1. Grundsatz: elektronisches Dokument
Man kann streiten, ob das OLG Bamberg über § 113 Abs. 1 S. 2 FamFG zu Recht auf § 130d ZPO zurückgegriffen hat. Käme man nicht zu der Verweisung auf § 130d ZPO, würde § 14b Abs. 1 FamFG direkt eingreifen, der denselben Wortlaut hat. Dies hat zur Folge, dass auch die Staatskasse – hier vertreten durch die Bezirksrevisorin – verpflichtet ist, ihre sofortige Beschwerde gem. § 130d Abs. 1 S, 1 ZPO bzw. § 14b Abs. 1 FamFG in elektronischer Form einzureichen.
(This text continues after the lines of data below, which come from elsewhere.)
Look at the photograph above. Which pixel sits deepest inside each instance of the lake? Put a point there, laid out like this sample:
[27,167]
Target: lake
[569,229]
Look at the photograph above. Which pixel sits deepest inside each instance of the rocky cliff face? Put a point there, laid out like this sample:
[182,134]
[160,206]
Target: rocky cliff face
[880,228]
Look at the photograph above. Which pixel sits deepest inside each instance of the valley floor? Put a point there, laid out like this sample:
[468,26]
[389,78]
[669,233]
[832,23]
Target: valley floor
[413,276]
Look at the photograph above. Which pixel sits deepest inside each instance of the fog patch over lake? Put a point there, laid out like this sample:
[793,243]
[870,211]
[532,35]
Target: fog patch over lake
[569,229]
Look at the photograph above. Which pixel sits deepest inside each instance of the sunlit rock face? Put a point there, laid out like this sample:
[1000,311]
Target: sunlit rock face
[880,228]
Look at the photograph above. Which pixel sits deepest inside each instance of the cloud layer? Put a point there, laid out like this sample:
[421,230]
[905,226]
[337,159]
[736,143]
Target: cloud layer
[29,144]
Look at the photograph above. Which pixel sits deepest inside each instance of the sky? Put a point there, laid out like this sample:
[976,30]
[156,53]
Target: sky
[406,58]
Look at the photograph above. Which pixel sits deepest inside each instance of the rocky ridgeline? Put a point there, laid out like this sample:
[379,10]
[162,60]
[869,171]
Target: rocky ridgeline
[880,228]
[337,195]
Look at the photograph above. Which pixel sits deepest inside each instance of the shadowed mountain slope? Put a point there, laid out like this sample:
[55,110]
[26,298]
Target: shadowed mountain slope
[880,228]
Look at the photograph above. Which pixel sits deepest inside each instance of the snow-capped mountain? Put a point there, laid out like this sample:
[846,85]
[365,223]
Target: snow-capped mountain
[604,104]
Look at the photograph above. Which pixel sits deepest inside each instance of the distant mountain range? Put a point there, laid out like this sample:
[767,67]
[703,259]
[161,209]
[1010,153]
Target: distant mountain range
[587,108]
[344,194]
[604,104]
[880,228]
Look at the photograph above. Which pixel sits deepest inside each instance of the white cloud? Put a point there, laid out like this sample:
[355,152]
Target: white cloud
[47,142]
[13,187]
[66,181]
2. Ausnahme: Vorübergehende technische Störung
Eine Ausnahme gilt gem. § 130d S. 2 und 3 ZPO bzw. § 14b Abs. 1 S. 2 und 3 FamFG nur im Falle einer vorübergehenden technischen Störung. Es müssen somit Anhaltspunkte vorgetragen werden, aus denen ersichtlich ist, dass der Staatskasse die elektronische Übermittlung aus technischen Gründen vorübergehend nicht möglich gewesen sei. Eine solche Ausnahme hatte hier die Bezirksrevisorin nicht vorgetragen. Vielmehr hatte sie sich auf den Standpunkt gestellt, dass die Verfahrensvorschriften über die elektronische Übermittlung der sofortigen Beschwerde für sie als Bezirksrevisorin nicht gelten. Das OLG Bamberg ist dieser Argumentation mit überzeugenden Erwägungen nicht gefolgt.
3. Praktische Folgen
Dies hat die Folge, dass mit Einführung des elektronischen Rechtsverkehrs ab 1.1.2022 Rechtsmittel oder schriftliche Anträge der Staatskasse wie bspw. in § 56 RVG, § 4 JVEG, § 66 GKG, § 57 FamGKG, § 81 GNotKG, § 5 GvKostG oder in § 304 FamFG vorgesehen, stets elektronisch übermittelt werden müssen. Dies hat vor kurzem das LG Lübeck (AGS 2023, 41 [Hansens]) für die Beschwerde gegen die Festsetzung der Vergütung eines hinzugezogenen Arztes nach § 4 Abs. 3 JVEG angenommen.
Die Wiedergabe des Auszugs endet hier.